This is the initial released of nix-weather, a cli-tool written in Rust, that checks how many of your NixOS system’s build dependencies are in a binary cache.
$ nix-weather -n myhost -c /etc/config/
Found Nix Requisites in 8 seconds
Checked 2789 packages in 1 seconds
Found 2676/2789 (95.95%) in cache
Specifically, this solves a problem we’ve had at DBC Digital where we come back to the office on Mondays, start deploying an update, and find that all of the CUDA related packages we need haven’t hit cache yet, making deployments take much longer than if we’d just waited a bit.
So to speak, it checks if the “weather on the cache” is bad today.
Feel free to try it out from the GitHub mirror (it’s likely faster than my forgejo instance, and I’d appreciate saving the bandwidth). Also, be aware that this is still a very early prototype, and is likely gonna see many breaking changes in the future.
Someone once told me that “Guix developers are not very good at achieving interoperability between different platforms, which is why they have not had an unstable channel like nixos, and have come up with something as crappy as guix-weather” and now we have nix-weather
given the repos seem not open to filing threads (fem.gg closed to signup, the github repo not having an issue list): it would be nice if this were compatible with lix as well , currently that seems not to like the used pipe-operator experimental feature.

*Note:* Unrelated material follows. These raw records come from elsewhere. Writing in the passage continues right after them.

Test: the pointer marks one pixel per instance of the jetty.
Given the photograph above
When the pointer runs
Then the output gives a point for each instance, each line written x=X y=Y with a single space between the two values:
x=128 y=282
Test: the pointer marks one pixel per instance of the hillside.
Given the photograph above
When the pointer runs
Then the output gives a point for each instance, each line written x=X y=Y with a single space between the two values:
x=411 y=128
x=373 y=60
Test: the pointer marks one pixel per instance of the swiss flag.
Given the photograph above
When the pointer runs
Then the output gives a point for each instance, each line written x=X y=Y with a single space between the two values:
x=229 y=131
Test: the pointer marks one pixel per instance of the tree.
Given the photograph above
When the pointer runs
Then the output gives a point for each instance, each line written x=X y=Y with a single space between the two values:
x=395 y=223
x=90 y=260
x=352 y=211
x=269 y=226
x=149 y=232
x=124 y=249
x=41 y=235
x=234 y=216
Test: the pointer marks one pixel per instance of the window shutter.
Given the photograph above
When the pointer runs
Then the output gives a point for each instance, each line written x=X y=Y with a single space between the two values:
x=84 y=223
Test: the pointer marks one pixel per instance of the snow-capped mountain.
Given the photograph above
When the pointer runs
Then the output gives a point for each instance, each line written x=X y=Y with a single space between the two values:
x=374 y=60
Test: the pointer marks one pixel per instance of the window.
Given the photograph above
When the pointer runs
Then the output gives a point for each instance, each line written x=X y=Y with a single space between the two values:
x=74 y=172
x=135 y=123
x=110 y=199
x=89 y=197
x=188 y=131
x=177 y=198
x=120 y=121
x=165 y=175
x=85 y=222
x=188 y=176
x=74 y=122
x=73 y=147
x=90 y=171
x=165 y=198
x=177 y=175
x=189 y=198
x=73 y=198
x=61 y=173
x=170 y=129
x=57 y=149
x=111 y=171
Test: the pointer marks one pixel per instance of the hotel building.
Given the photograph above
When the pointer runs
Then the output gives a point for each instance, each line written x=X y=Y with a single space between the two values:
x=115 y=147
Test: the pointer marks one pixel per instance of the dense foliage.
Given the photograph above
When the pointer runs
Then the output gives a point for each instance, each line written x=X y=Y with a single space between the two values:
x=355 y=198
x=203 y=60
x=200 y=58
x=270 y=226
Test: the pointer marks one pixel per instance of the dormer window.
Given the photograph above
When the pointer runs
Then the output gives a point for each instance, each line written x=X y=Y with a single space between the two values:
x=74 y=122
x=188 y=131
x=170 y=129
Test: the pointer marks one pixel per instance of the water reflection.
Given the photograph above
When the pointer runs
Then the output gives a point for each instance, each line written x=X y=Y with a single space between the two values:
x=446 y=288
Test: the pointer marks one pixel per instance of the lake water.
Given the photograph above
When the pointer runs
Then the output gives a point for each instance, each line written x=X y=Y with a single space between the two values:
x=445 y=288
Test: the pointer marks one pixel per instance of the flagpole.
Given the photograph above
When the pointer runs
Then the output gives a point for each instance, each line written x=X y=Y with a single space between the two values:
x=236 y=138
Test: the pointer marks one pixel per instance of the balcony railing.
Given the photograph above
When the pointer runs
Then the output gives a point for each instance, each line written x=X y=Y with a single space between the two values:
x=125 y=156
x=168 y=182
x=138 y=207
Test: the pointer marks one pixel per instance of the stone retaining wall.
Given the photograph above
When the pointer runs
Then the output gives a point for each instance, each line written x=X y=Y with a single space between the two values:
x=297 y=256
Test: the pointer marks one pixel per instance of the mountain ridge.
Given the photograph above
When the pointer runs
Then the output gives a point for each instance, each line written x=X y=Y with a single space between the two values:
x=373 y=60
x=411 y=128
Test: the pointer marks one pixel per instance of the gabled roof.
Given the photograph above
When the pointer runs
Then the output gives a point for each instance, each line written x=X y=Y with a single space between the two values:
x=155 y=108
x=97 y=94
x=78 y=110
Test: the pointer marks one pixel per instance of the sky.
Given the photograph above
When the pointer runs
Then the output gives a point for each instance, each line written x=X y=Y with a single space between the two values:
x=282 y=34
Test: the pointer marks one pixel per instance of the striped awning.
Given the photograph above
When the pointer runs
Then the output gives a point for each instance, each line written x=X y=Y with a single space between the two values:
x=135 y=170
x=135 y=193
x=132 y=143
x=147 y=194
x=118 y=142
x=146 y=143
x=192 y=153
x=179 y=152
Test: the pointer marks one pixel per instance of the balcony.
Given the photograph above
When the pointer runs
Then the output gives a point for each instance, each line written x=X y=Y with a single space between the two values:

find that all of the CUDA related packages we need haven’t hit cache yet
Does this imply that your input (flake or otherwise) is getting updated before the cached artifacts are available?
Is this due to nixpkgs’s branches moving before the artifacts are all uploaded to the cache? Or is this more about some other repos you use?
Just wondering, since in the past I’ve had doubts about whether the branch update is perfectly synchronized after all hydra artifacts for the channel were pushed to the cache. In my opinion, if that’s not synchronized, maybe we should try to fix that?
Thanks, I’ll open an issue (haven’t triaged yet). I haven’t had time to setup some actual way to collaborate on the project yet via the forge (so far I’ve just received emails and email patches, I may document that).
Yes, the way it works is we first bump the inputs, and then a CI step starts building and pushing to the cache.
I’ve had similar suspicions at one point when waiting for Linux 6.11 to get merged, and there was a brief amount of time where it didn’t seem to get the right version (so not specifically a cache miss), but it did seem to have something to do with some cache ttl elsewhere. I think it could be interesting to explore thou.
hey there, i think you mentioned someone had made an application similar to nix-weather since. i was wondering, which one was that?
it might be interesting to mention related works like that in the readme as well.